How long does this build a news corpus with search api tutorial take?

Most developers complete this tutorial in 15 to 30 minutes. You will need a Scavio API key (free tier works) and a working Python or JavaScript environment.

What do I need before starting?

Python 3.9+ installed. requests library installed. A Scavio API key from scavio.dev. A list of news topics to collect. A Scavio API key gives you 250 free credits per month.

Can I run this tutorial with the free tier?

Yes. The free tier includes 250 credits per month, which is more than enough to complete this tutorial and prototype a working solution.

What frameworks does this work with?

Scavio has a native LangChain package (langchain-scavio), an MCP server, and a plain REST API that works with any HTTP client. This tutorial uses the raw REST API, but you can adapt to your framework of choice.

Build a News Corpus with Search API (2026)

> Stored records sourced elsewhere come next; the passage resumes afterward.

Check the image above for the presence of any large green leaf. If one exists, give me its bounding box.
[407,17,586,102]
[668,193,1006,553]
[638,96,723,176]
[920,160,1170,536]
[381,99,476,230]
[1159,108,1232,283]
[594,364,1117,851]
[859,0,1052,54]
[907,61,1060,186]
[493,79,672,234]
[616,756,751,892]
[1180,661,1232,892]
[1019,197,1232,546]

Training ML models for news classification, summarization, or sentiment analysis requires a large, well-structured corpus of news articles. Web scraping news sites is fragile and legally complex. This tutorial builds a news corpus collection pipeline using the Scavio API to search for news on specific topics, extract article metadata from SERP snippets, deduplicate by URL, and store the corpus in a structured format ready for ML preprocessing. Each topic search costs $0.005.

Prerequisites

Python 3.9+ installed
requests library installed
A Scavio API key from scavio.dev
A list of news topics to collect

Walkthrough

Step 1: Define topics and search for news articles

Search for recent news on each topic. Use date-restricted queries to ensure freshness and news-specific search patterns.

Python

import os, requests, json, time, hashlib
from datetime import datetime

SCAVIO_KEY = os.environ['SCAVIO_API_KEY']
H = {'x-api-key': SCAVIO_KEY, 'Content-Type': 'application/json'}
URL = 'https://api.scavio.dev/api/v1/search'

TOPICS = [
    'artificial intelligence regulation',
    'climate technology startups',
    'semiconductor supply chain',
    'electric vehicle market',
    'cybersecurity breaches 2026',
]

def search_news(topic: str, num: int = 10) -> list:
    resp = requests.post(URL, headers=H,
        json={'query': f'{topic} news 2026', 'country_code': 'us', 'num_results': num})
    results = resp.json().get('organic_results', [])
    articles = []
    for r in results:
        articles.append({
            'title': r.get('title', ''),
            'url': r.get('link', ''),
            'snippet': r.get('snippet', ''),
            'source_domain': r.get('link', '').split('/')[2] if '/' in r.get('link', '') else '',
            'topic': topic,
            'collected_at': datetime.now().isoformat(),
        })
    return articles

articles = search_news('artificial intelligence regulation')
print(f'Collected {len(articles)} articles on AI regulation')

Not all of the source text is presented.